Las Vegas Sun

April 25, 2024

Columnist Jeff German: Culinary reaching for Arnold’s star power

Culinary Union leaders acknowledge it's going to be a long shot to get Arnold Schwarzenegger to take the side of the Aladdin workers looking for a collective bargaining agreement.

"Maybe a miracle will happen," says Glen Arnodo, the union's political director.

And maybe porn king Larry Flynt will also out-poll Schwarzenegger in California's Oct. 7 recall election.

Arnodo says a small group of Aladdin workers -- a cook, two food servers, a housekeeper and a porter, all of whom are immigrants like Schwarzenegger -- will travel to Santa Monica on Wednesday to seek Schwarzenegger's help during a demonstration outside the Hollywood star's production company.

Schwarzenegger is being singled out because of his ties to Planet Hollywood, which is resisting the union's organizing campaign as it prepares to take over the bankrupt Aladdin.

The "Terminator" sold his interests in the international restaurant chain in 2000, but still has an agreement, like 30 other stars, to let the company use his name in association with Planet Hollywood around the world.

"With one phone call, he can probably get Planet Hollywood to end this war at the Aladdin," Arnodo says without breaking into a laugh. "Schwarzenegger is the biggest celebrity they've got."

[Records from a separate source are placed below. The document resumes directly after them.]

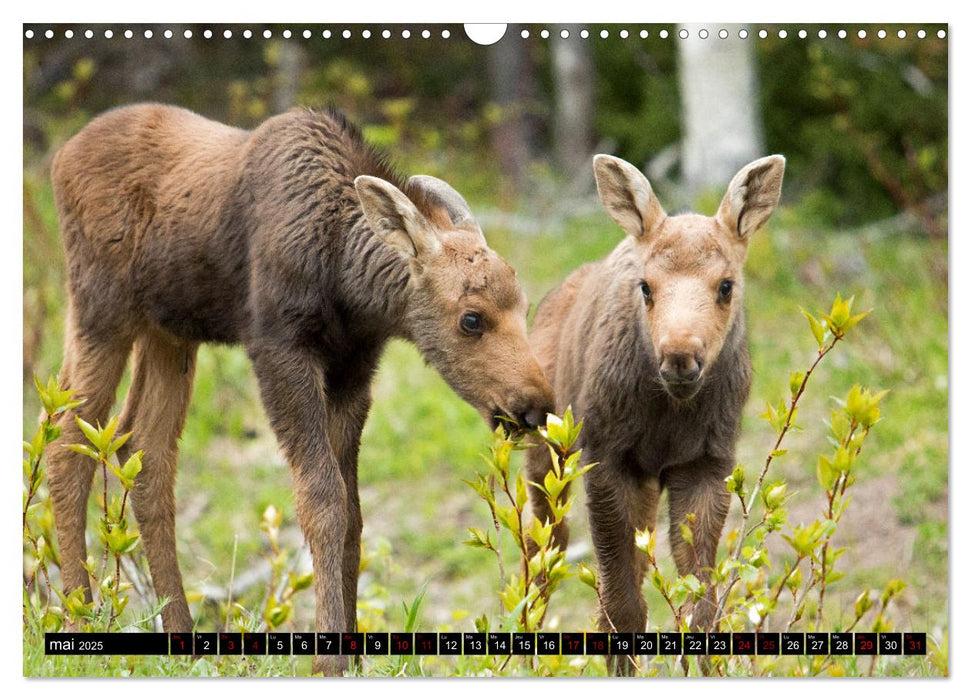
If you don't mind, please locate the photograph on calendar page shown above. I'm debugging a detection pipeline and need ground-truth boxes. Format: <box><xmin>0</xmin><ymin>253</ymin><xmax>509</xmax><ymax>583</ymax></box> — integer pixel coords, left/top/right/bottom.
<box><xmin>22</xmin><ymin>22</ymin><xmax>948</xmax><ymax>678</ymax></box>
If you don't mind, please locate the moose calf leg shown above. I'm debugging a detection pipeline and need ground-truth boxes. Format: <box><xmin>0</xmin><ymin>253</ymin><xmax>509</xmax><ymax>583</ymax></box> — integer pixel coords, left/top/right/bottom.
<box><xmin>118</xmin><ymin>333</ymin><xmax>198</xmax><ymax>632</ymax></box>
<box><xmin>664</xmin><ymin>458</ymin><xmax>732</xmax><ymax>634</ymax></box>
<box><xmin>586</xmin><ymin>468</ymin><xmax>660</xmax><ymax>675</ymax></box>
<box><xmin>47</xmin><ymin>314</ymin><xmax>131</xmax><ymax>607</ymax></box>
<box><xmin>325</xmin><ymin>388</ymin><xmax>371</xmax><ymax>635</ymax></box>
<box><xmin>250</xmin><ymin>341</ymin><xmax>349</xmax><ymax>676</ymax></box>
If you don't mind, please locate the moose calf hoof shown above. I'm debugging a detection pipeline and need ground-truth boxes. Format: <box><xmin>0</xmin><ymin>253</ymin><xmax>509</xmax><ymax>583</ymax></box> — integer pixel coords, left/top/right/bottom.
<box><xmin>312</xmin><ymin>654</ymin><xmax>348</xmax><ymax>677</ymax></box>
<box><xmin>608</xmin><ymin>653</ymin><xmax>637</xmax><ymax>677</ymax></box>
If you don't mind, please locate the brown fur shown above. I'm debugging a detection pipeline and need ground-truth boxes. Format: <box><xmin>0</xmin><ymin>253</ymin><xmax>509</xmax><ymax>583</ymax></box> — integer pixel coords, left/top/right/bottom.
<box><xmin>526</xmin><ymin>154</ymin><xmax>784</xmax><ymax>674</ymax></box>
<box><xmin>46</xmin><ymin>103</ymin><xmax>553</xmax><ymax>675</ymax></box>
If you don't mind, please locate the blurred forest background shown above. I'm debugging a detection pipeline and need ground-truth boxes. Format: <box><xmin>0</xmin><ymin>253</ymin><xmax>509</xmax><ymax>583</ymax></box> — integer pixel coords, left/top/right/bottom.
<box><xmin>23</xmin><ymin>23</ymin><xmax>947</xmax><ymax>675</ymax></box>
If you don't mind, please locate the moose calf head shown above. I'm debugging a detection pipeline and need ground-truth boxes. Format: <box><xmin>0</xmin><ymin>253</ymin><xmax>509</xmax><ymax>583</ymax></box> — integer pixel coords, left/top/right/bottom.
<box><xmin>355</xmin><ymin>174</ymin><xmax>554</xmax><ymax>430</ymax></box>
<box><xmin>593</xmin><ymin>154</ymin><xmax>785</xmax><ymax>401</ymax></box>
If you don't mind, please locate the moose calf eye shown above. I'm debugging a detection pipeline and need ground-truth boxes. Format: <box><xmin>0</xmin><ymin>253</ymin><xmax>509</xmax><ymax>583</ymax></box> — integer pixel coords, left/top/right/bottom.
<box><xmin>639</xmin><ymin>281</ymin><xmax>652</xmax><ymax>302</ymax></box>
<box><xmin>719</xmin><ymin>279</ymin><xmax>734</xmax><ymax>301</ymax></box>
<box><xmin>460</xmin><ymin>312</ymin><xmax>483</xmax><ymax>334</ymax></box>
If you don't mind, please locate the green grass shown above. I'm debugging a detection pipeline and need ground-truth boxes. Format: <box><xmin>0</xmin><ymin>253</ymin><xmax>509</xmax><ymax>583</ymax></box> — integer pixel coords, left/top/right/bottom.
<box><xmin>22</xmin><ymin>170</ymin><xmax>947</xmax><ymax>677</ymax></box>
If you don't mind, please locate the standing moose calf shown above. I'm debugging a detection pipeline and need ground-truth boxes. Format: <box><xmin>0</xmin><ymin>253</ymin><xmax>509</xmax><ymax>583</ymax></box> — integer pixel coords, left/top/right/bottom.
<box><xmin>527</xmin><ymin>153</ymin><xmax>785</xmax><ymax>672</ymax></box>
<box><xmin>46</xmin><ymin>103</ymin><xmax>553</xmax><ymax>675</ymax></box>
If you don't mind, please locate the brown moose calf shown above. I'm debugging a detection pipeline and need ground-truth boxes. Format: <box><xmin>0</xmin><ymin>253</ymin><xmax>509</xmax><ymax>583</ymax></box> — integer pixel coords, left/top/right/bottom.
<box><xmin>527</xmin><ymin>153</ymin><xmax>785</xmax><ymax>669</ymax></box>
<box><xmin>47</xmin><ymin>104</ymin><xmax>553</xmax><ymax>675</ymax></box>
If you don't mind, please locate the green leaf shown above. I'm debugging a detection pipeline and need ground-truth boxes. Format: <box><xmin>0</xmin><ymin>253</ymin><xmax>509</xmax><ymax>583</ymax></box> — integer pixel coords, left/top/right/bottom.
<box><xmin>495</xmin><ymin>505</ymin><xmax>521</xmax><ymax>538</ymax></box>
<box><xmin>107</xmin><ymin>431</ymin><xmax>133</xmax><ymax>457</ymax></box>
<box><xmin>577</xmin><ymin>563</ymin><xmax>598</xmax><ymax>590</ymax></box>
<box><xmin>650</xmin><ymin>569</ymin><xmax>668</xmax><ymax>596</ymax></box>
<box><xmin>66</xmin><ymin>443</ymin><xmax>99</xmax><ymax>461</ymax></box>
<box><xmin>816</xmin><ymin>455</ymin><xmax>836</xmax><ymax>491</ymax></box>
<box><xmin>59</xmin><ymin>586</ymin><xmax>96</xmax><ymax>621</ymax></box>
<box><xmin>121</xmin><ymin>451</ymin><xmax>143</xmax><ymax>484</ymax></box>
<box><xmin>75</xmin><ymin>416</ymin><xmax>103</xmax><ymax>453</ymax></box>
<box><xmin>28</xmin><ymin>425</ymin><xmax>46</xmax><ymax>459</ymax></box>
<box><xmin>289</xmin><ymin>571</ymin><xmax>314</xmax><ymax>592</ymax></box>
<box><xmin>35</xmin><ymin>375</ymin><xmax>85</xmax><ymax>417</ymax></box>
<box><xmin>42</xmin><ymin>607</ymin><xmax>65</xmax><ymax>633</ymax></box>
<box><xmin>473</xmin><ymin>613</ymin><xmax>489</xmax><ymax>634</ymax></box>
<box><xmin>880</xmin><ymin>579</ymin><xmax>906</xmax><ymax>607</ymax></box>
<box><xmin>801</xmin><ymin>307</ymin><xmax>826</xmax><ymax>348</ymax></box>
<box><xmin>786</xmin><ymin>565</ymin><xmax>803</xmax><ymax>592</ymax></box>
<box><xmin>106</xmin><ymin>528</ymin><xmax>141</xmax><ymax>555</ymax></box>
<box><xmin>550</xmin><ymin>495</ymin><xmax>576</xmax><ymax>523</ymax></box>
<box><xmin>527</xmin><ymin>519</ymin><xmax>552</xmax><ymax>551</ymax></box>
<box><xmin>681</xmin><ymin>574</ymin><xmax>705</xmax><ymax>599</ymax></box>
<box><xmin>678</xmin><ymin>521</ymin><xmax>695</xmax><ymax>546</ymax></box>
<box><xmin>540</xmin><ymin>470</ymin><xmax>564</xmax><ymax>504</ymax></box>
<box><xmin>634</xmin><ymin>528</ymin><xmax>656</xmax><ymax>557</ymax></box>
<box><xmin>99</xmin><ymin>417</ymin><xmax>120</xmax><ymax>454</ymax></box>
<box><xmin>514</xmin><ymin>471</ymin><xmax>528</xmax><ymax>510</ymax></box>
<box><xmin>789</xmin><ymin>372</ymin><xmax>805</xmax><ymax>398</ymax></box>
<box><xmin>829</xmin><ymin>294</ymin><xmax>853</xmax><ymax>330</ymax></box>
<box><xmin>725</xmin><ymin>464</ymin><xmax>747</xmax><ymax>497</ymax></box>
<box><xmin>543</xmin><ymin>413</ymin><xmax>568</xmax><ymax>449</ymax></box>
<box><xmin>465</xmin><ymin>527</ymin><xmax>493</xmax><ymax>550</ymax></box>
<box><xmin>842</xmin><ymin>311</ymin><xmax>869</xmax><ymax>333</ymax></box>
<box><xmin>402</xmin><ymin>587</ymin><xmax>425</xmax><ymax>633</ymax></box>
<box><xmin>264</xmin><ymin>596</ymin><xmax>293</xmax><ymax>629</ymax></box>
<box><xmin>763</xmin><ymin>482</ymin><xmax>788</xmax><ymax>510</ymax></box>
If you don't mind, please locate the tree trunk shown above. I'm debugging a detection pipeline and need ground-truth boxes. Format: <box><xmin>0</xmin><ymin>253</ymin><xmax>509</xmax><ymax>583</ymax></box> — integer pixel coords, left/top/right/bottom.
<box><xmin>678</xmin><ymin>24</ymin><xmax>764</xmax><ymax>195</ymax></box>
<box><xmin>273</xmin><ymin>40</ymin><xmax>306</xmax><ymax>113</ymax></box>
<box><xmin>487</xmin><ymin>25</ymin><xmax>537</xmax><ymax>188</ymax></box>
<box><xmin>551</xmin><ymin>25</ymin><xmax>595</xmax><ymax>176</ymax></box>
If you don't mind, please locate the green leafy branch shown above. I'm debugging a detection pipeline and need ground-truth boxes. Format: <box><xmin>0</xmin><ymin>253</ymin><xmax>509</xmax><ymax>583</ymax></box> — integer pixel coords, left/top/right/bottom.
<box><xmin>710</xmin><ymin>294</ymin><xmax>868</xmax><ymax>634</ymax></box>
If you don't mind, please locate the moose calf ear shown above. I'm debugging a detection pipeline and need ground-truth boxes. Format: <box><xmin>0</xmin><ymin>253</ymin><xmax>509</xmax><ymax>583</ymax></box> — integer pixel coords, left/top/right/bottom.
<box><xmin>717</xmin><ymin>155</ymin><xmax>786</xmax><ymax>239</ymax></box>
<box><xmin>593</xmin><ymin>154</ymin><xmax>666</xmax><ymax>240</ymax></box>
<box><xmin>406</xmin><ymin>175</ymin><xmax>484</xmax><ymax>240</ymax></box>
<box><xmin>355</xmin><ymin>175</ymin><xmax>442</xmax><ymax>260</ymax></box>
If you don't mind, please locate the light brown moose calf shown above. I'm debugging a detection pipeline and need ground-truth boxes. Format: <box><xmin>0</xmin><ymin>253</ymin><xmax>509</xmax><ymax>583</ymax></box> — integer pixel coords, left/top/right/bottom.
<box><xmin>526</xmin><ymin>153</ymin><xmax>785</xmax><ymax>672</ymax></box>
<box><xmin>47</xmin><ymin>103</ymin><xmax>553</xmax><ymax>675</ymax></box>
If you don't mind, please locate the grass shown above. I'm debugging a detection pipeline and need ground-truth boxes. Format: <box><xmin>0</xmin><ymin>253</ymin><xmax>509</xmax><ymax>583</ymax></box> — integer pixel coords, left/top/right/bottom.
<box><xmin>22</xmin><ymin>167</ymin><xmax>947</xmax><ymax>677</ymax></box>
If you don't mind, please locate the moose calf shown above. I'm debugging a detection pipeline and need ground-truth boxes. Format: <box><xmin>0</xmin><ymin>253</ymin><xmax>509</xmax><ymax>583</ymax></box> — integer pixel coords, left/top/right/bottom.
<box><xmin>46</xmin><ymin>104</ymin><xmax>553</xmax><ymax>675</ymax></box>
<box><xmin>527</xmin><ymin>153</ymin><xmax>785</xmax><ymax>671</ymax></box>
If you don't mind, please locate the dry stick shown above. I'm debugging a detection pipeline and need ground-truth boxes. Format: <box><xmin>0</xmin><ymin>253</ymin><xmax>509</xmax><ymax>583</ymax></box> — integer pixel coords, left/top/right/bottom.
<box><xmin>815</xmin><ymin>424</ymin><xmax>869</xmax><ymax>630</ymax></box>
<box><xmin>784</xmin><ymin>569</ymin><xmax>818</xmax><ymax>633</ymax></box>
<box><xmin>533</xmin><ymin>443</ymin><xmax>568</xmax><ymax>625</ymax></box>
<box><xmin>754</xmin><ymin>555</ymin><xmax>805</xmax><ymax>635</ymax></box>
<box><xmin>24</xmin><ymin>530</ymin><xmax>55</xmax><ymax>622</ymax></box>
<box><xmin>22</xmin><ymin>427</ymin><xmax>46</xmax><ymax>531</ymax></box>
<box><xmin>810</xmin><ymin>604</ymin><xmax>870</xmax><ymax>677</ymax></box>
<box><xmin>225</xmin><ymin>535</ymin><xmax>239</xmax><ymax>631</ymax></box>
<box><xmin>709</xmin><ymin>335</ymin><xmax>841</xmax><ymax>633</ymax></box>
<box><xmin>503</xmin><ymin>478</ymin><xmax>533</xmax><ymax>630</ymax></box>
<box><xmin>22</xmin><ymin>424</ymin><xmax>48</xmax><ymax>603</ymax></box>
<box><xmin>107</xmin><ymin>485</ymin><xmax>135</xmax><ymax>630</ymax></box>
<box><xmin>90</xmin><ymin>454</ymin><xmax>117</xmax><ymax>624</ymax></box>
<box><xmin>98</xmin><ymin>459</ymin><xmax>111</xmax><ymax>589</ymax></box>
<box><xmin>592</xmin><ymin>584</ymin><xmax>641</xmax><ymax>674</ymax></box>
<box><xmin>261</xmin><ymin>527</ymin><xmax>281</xmax><ymax>626</ymax></box>
<box><xmin>485</xmin><ymin>475</ymin><xmax>506</xmax><ymax>603</ymax></box>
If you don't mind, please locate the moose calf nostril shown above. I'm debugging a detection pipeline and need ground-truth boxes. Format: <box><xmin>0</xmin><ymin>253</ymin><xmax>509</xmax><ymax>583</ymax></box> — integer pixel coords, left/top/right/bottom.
<box><xmin>661</xmin><ymin>353</ymin><xmax>701</xmax><ymax>383</ymax></box>
<box><xmin>516</xmin><ymin>408</ymin><xmax>537</xmax><ymax>430</ymax></box>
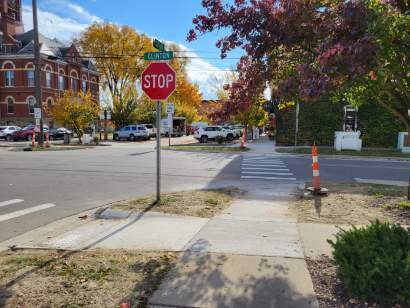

Which brings us to the real reason why the Culinary Union is trying to drag Schwarzenegger into the fray.

It's not to see whether the conservative has a bleeding heart, but rather to try to latch onto the storm of publicity surrounding his Republican candidacy in the California recall election and attract national attention to the Planet Hollywood fight.

It is nothing but a classic union publicity stunt aimed at pressuring Planet Hollywood CEO Robert Earl to see things the union's way at the Aladdin.

The union hasn't even made a solid effort to reach Schwarzenegger before traveling to California this week because it probably already knows that it's not going to get any help from him.

The California Labor Federation, the largest labor organization in the state with some 2 million members, has endorsed Democratic Lt. Gov. Cruz Bustamante in the race. Even the Culinary's sister hotel workers union in California is backing Bustamante.

On top of that, Schwarzenegger has been critical of California's fast-growing casino industry, primarily run by Indian tribes, for not paying its fair share of taxes to the state's broken economy.

In Nevada, you'll recall, the Culinary Union aligned itself with the casino industry's ill-fated push to spread the state's tax burden to other businesses.

So Schwarzenegger isn't even a natural political ally of the Culinary Union.

But he's a perfect mark to gain national exposure in the union's fight with Planet Hollywood -- if the media in Hollywood takes the bait.